The ugly realities of an obesity epidemic and an environment of ever-dwindling supplies of inexpensive whole foods are reminders of the urgency of the situation. As clinicians, it is incumbent upon us to catalyze the behavior change that leads to the consumption of real food and nutrition.
But doc, I’m a meat and potatoes kind of guy!
And therein lies the problem. Unfortunately nutritional health has never been a primary focus in American society, despite our endless preoccupation with weight loss and dieting. But I see this tide turning. Recent changes to USDA guidelines advocating for the intake of more whole grains, the plethora of studies substantiating the benefits of a Mediterranean or DASH (Dietary Approach to Stop Hypertension) diet, and perhaps on overall increased awareness of the importance of eating real food (as opposed to foodstuffs or food-like substitutes) have to some extent improved the overall nutritional landscape in which clinicians operate. However the ugly realities of an obesity epidemic and an environment of ever-dwindling supplies of inexpensive whole foods are reminders of the urgency of the situation. As clinicians, it is incumbent upon us to catalyze the behavior change that leads to the consumption of real food and nutrition.
But how? Beyond the city limits of Manhattan and Los Angeles, most people still eat processed, canned, prepackaged fast food-like substances rich in high fructose corn syrup, sucrose, preservatives, hormones, antibiotics, washed down with a gargantuan supply of sweetened carbonated drinks. I am not speaking hyperbolically here. I am merely reciting what my outpatients tell me they eat. Not surprisingly, the more chronically ill the person is, the more depleted in essential micronutrients are the foods they eat. Furthermore, this depletion leads to poor bowel habits, chronic bloating, increased abdominal girth, worse chronic pain, and troubling constitutional symptoms that are usually refractory to treatment. In the context of such a dire societal problem, I am of the persuasion that it is in each individual clinical interaction that clinicians must be compassionate teachers who prove to be useful and effective. Giving advice or referring elsewhere is far from adequate.

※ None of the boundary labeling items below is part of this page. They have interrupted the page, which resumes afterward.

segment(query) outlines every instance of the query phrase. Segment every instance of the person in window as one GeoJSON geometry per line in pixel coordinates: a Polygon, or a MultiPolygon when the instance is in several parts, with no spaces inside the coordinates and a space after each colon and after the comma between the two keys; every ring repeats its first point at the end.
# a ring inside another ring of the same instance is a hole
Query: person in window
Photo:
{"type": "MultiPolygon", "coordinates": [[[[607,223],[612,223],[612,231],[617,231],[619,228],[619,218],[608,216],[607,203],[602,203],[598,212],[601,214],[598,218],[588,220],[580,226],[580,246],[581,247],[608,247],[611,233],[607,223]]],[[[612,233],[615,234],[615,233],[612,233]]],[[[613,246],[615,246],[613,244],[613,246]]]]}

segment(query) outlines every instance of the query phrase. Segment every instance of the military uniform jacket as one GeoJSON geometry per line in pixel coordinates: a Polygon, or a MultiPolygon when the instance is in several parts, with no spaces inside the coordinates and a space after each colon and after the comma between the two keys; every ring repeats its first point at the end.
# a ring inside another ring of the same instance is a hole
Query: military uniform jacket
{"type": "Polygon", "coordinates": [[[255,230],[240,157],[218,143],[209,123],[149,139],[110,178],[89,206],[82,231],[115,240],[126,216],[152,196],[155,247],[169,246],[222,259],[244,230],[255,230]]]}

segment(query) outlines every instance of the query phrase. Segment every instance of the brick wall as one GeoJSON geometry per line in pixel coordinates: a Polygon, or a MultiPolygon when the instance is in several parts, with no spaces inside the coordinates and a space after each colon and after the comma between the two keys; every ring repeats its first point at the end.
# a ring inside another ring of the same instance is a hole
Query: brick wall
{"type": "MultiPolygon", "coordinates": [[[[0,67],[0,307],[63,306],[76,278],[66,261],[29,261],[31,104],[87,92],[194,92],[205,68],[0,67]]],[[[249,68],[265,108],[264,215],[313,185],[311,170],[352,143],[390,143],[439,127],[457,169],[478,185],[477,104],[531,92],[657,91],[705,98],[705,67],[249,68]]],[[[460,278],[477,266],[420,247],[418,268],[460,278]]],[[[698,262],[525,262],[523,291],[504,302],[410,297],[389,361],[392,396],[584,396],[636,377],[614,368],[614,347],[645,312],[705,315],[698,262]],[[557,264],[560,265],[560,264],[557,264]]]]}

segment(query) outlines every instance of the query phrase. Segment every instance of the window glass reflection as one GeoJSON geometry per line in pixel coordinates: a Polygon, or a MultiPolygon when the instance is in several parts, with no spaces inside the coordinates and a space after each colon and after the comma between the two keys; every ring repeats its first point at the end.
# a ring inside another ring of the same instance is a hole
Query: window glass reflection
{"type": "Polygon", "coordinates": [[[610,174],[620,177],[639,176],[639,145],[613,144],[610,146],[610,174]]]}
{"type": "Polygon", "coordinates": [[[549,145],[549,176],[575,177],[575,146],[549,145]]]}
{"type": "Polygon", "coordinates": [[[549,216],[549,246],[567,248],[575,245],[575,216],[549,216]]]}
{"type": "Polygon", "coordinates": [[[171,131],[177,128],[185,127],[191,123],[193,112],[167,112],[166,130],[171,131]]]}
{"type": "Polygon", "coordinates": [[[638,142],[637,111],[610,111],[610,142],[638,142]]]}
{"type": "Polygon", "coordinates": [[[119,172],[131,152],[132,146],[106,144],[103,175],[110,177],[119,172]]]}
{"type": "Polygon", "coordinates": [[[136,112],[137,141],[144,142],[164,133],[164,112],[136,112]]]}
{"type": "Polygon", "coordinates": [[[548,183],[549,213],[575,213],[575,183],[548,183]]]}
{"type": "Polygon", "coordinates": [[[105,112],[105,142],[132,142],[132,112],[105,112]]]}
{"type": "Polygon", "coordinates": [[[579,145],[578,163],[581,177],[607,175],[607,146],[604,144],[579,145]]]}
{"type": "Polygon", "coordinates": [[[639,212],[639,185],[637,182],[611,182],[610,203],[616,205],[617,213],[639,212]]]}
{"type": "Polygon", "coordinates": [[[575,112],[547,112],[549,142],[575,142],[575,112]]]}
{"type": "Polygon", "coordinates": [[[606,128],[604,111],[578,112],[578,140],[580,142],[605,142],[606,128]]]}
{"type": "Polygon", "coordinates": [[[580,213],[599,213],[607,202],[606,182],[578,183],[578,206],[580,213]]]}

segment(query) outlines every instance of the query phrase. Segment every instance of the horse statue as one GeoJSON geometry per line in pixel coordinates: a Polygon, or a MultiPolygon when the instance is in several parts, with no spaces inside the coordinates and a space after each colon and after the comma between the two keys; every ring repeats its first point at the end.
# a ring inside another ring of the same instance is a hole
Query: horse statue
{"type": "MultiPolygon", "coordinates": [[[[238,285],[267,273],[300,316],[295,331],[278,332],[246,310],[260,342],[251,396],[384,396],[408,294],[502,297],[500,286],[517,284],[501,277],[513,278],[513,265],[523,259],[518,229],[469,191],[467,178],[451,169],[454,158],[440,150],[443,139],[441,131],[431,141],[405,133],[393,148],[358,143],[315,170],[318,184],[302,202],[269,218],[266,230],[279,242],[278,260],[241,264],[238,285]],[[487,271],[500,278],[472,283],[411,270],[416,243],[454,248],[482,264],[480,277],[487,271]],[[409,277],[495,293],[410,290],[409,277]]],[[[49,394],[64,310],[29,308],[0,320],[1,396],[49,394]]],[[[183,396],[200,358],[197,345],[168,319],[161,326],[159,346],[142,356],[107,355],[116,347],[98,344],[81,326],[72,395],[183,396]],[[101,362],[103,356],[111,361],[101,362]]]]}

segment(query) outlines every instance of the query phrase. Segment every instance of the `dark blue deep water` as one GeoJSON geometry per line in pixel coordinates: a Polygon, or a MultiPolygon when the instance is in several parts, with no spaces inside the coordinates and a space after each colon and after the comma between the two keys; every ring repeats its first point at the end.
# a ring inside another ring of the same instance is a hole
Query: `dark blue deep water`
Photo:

So this is what I do. I evaluate where a patient is at any given moment and I assess the long-term risk of continuing to eat what they currently eat. Usually I feel it absolutely necessary to use gentle motivational interviewing methods to transition the patient to better food intake. If they are a "meat and potatoes" kind of person, I determine what specifically they eat - ground meat vs. Burger King vs bacon – and how they take in the potatoes - French fries vs. a baked potato.
Then I draw a food pyramid on a piece of paper the patient can take home, and I introduce the importance - and deliciousness - of whole grains. At Walmart you can purchase Goya brand brown rice, black beans, and split peas for less than $2/bag, and each bag contains a two-week supply. At any East Indian grocery store (that is present in most large and medium-size towns in the United States in 2011) one can purchase several pounds of whole green mung lentils for $3. The grains are cooked in boiling water. After boiling, lentils, black beans, brown rice, and split pea have wonderful taste. Over a generous bed of whole grain, the patient then can layer their meat and potatoes.
This I consider a good starting point for dietary change. I emphasize lentils. Lentils contain no saturated fat and no salt. They are packed full of protein (18g protein in 200g lentils), B complex vitamins, folic acid, choline, omega-3 fatty acids (73mg of EPA in 200g of lentils), and minerals, especially magnesium, phosphorus, and potassium.
Notably lacking in lentils are phytosterols and Vitamin D. Most importantly, they are delicious. They are the staple base of Indian food. Despite initial trepidation that comes with dealing with any change, my patients report enjoying the lentils, losing weight, having less periprandial constitutional symptoms, having improved bowel habits, and the starting to feel that they are doing better.
It is only after I have established some amount of rapport on topics culinary and gustatory do I then bring up the toxic effects of processed red meats, and the fact that the potato is the only vegetable that perhaps does more harm than good, as it brings with it a high glycemic burden. If the patient is psychologically ready at that moment do make more adjustments, then I recommend replacing potato with yams, and replacing processed red meat with lean white meats and fish. If patients report enjoying vegetables (a minority of people, I’m sad to report), then I recommend every vegetable other than potato.
Of course dealing with sugar and salt is a major issue. A big salt load itself leads to frequent hospitalizations for chronic heart and kidney patients. We’ll address seasonings, vegetables, and herbs at a later time. For now, encourage those lentils.